A capital, Porto Alegre, continua sofrendo com a cheia do Rio Guaíba, que atingiu níveis críticos, deixando 70% da população sem água. Cinco das seis estações de tratamento de água da cidade estão desligadas, agravando ainda mais a situação. A tragédia no Rio Grande do Sul é um lembrete doloroso da força da natureza e da fragilidade humana diante de desastres climáticos. A cooperação mútua é e será essencial para a reconstrução das vidas, das cidades. Para os amapaenses que estão no RS, como Ronildo, Luana e Mariana, a esperança por mais dias ensolarados reside na igual esperança de que recomeçarão. Enquanto isso, a solidariedade, a reciprocidade e, principalmente, a resiliência, são o norte dessa brava gente brasileira.

RELATÓRIO DEFESA CIVIL

Devido às fortes chuvas que causaram estragos em diversas cidades do Rio Grande do Sul, a Defesa Civil tem atuado para atender a população afetada e garantir a segurança das pessoas. Confira, abaixo, o último relatório, revelado hoje, 30, sobre as ações de resgate nas localidades atingidas. O relatório é divulgado diariamente, às 9h e 18h. 

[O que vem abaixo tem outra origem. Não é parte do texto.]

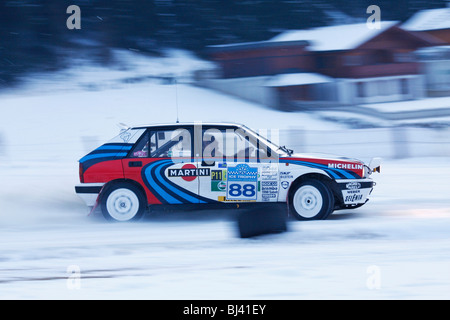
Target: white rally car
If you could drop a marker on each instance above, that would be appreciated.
(219, 165)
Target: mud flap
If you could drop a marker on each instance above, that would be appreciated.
(259, 221)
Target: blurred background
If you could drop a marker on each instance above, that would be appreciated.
(315, 70)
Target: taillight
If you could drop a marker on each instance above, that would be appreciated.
(80, 170)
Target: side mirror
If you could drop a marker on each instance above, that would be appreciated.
(375, 164)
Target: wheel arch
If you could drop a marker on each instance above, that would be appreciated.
(122, 180)
(331, 183)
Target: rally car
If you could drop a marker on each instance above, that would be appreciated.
(216, 164)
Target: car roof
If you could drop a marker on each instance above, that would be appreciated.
(180, 124)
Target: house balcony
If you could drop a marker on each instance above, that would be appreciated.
(378, 70)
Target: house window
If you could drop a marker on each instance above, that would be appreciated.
(403, 57)
(352, 60)
(360, 89)
(404, 85)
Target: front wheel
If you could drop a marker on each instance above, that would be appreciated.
(311, 200)
(122, 202)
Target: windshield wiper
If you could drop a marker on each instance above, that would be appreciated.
(288, 151)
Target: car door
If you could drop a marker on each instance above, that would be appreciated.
(163, 163)
(237, 172)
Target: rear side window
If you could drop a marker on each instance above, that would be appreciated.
(164, 144)
(127, 136)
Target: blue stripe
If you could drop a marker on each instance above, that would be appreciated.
(102, 155)
(155, 186)
(177, 191)
(332, 172)
(119, 148)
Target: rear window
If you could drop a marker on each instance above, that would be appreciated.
(127, 136)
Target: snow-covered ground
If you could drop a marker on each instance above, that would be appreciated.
(395, 247)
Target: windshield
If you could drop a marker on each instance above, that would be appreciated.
(268, 142)
(127, 136)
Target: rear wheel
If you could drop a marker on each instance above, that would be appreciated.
(122, 202)
(311, 200)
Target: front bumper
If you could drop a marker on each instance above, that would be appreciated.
(355, 192)
(89, 192)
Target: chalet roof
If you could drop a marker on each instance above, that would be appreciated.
(254, 45)
(432, 19)
(297, 79)
(334, 38)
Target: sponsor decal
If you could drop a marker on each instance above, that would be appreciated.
(269, 183)
(353, 185)
(218, 180)
(346, 166)
(242, 182)
(353, 198)
(188, 172)
(286, 175)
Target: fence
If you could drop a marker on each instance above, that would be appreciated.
(388, 143)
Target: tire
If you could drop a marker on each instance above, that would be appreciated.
(122, 202)
(311, 200)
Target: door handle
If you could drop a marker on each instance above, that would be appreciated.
(208, 164)
(134, 164)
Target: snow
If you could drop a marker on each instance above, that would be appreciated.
(340, 37)
(395, 247)
(432, 19)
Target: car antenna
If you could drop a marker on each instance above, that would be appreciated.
(176, 97)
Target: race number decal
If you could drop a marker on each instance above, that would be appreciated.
(242, 182)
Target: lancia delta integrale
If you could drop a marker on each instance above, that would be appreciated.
(219, 165)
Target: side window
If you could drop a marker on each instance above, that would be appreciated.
(229, 144)
(141, 148)
(170, 143)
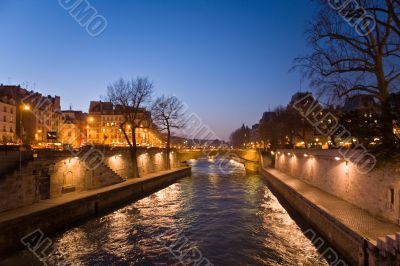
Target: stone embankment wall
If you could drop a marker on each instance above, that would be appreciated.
(56, 215)
(377, 192)
(53, 175)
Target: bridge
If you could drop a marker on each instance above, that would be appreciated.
(249, 158)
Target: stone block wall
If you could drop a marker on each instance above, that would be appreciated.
(377, 192)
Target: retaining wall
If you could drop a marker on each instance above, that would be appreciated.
(57, 214)
(377, 192)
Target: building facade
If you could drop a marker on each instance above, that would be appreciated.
(38, 117)
(73, 130)
(8, 119)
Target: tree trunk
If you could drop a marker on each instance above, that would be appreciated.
(133, 152)
(387, 126)
(168, 161)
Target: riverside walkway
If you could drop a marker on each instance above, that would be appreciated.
(54, 214)
(353, 217)
(340, 221)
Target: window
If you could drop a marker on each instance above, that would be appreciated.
(390, 199)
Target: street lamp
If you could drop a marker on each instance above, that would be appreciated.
(23, 108)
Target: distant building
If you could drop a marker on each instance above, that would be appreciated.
(38, 117)
(73, 130)
(103, 127)
(8, 117)
(363, 103)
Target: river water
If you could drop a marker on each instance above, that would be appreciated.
(214, 217)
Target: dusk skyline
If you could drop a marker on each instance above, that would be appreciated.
(206, 53)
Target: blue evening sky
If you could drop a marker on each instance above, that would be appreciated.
(228, 60)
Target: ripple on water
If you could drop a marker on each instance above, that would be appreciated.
(231, 218)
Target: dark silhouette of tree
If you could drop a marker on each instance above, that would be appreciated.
(133, 98)
(348, 61)
(168, 114)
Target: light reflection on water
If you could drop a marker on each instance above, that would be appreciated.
(231, 218)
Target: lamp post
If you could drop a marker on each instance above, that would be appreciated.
(23, 108)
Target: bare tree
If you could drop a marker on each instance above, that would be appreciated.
(350, 59)
(132, 98)
(168, 114)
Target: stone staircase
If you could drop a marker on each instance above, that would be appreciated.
(19, 188)
(385, 250)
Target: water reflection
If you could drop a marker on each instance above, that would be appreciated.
(233, 219)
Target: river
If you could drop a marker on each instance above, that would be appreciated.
(214, 217)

INFORME DE AÇÕES DE RESGATE

– Municípios afetados: 473

– Pessoas em abrigos: 47.651

– Desalojados: 581.638

– Afetados: 2.347.664

– Feridos: 806

– Desaparecidos: 45

– Óbitos confirmados: 169

– Óbitos em investigação*: 0

– Pessoas resgatadas:** 77.729

– Animais resgatados: 12.527

– Efetivo: 28.153

– Viaturas: 4.046

– Aeronaves: 12

– Embarcações: 143

*Está sendo apurado se as mortes têm relação com os eventos meteorológicos.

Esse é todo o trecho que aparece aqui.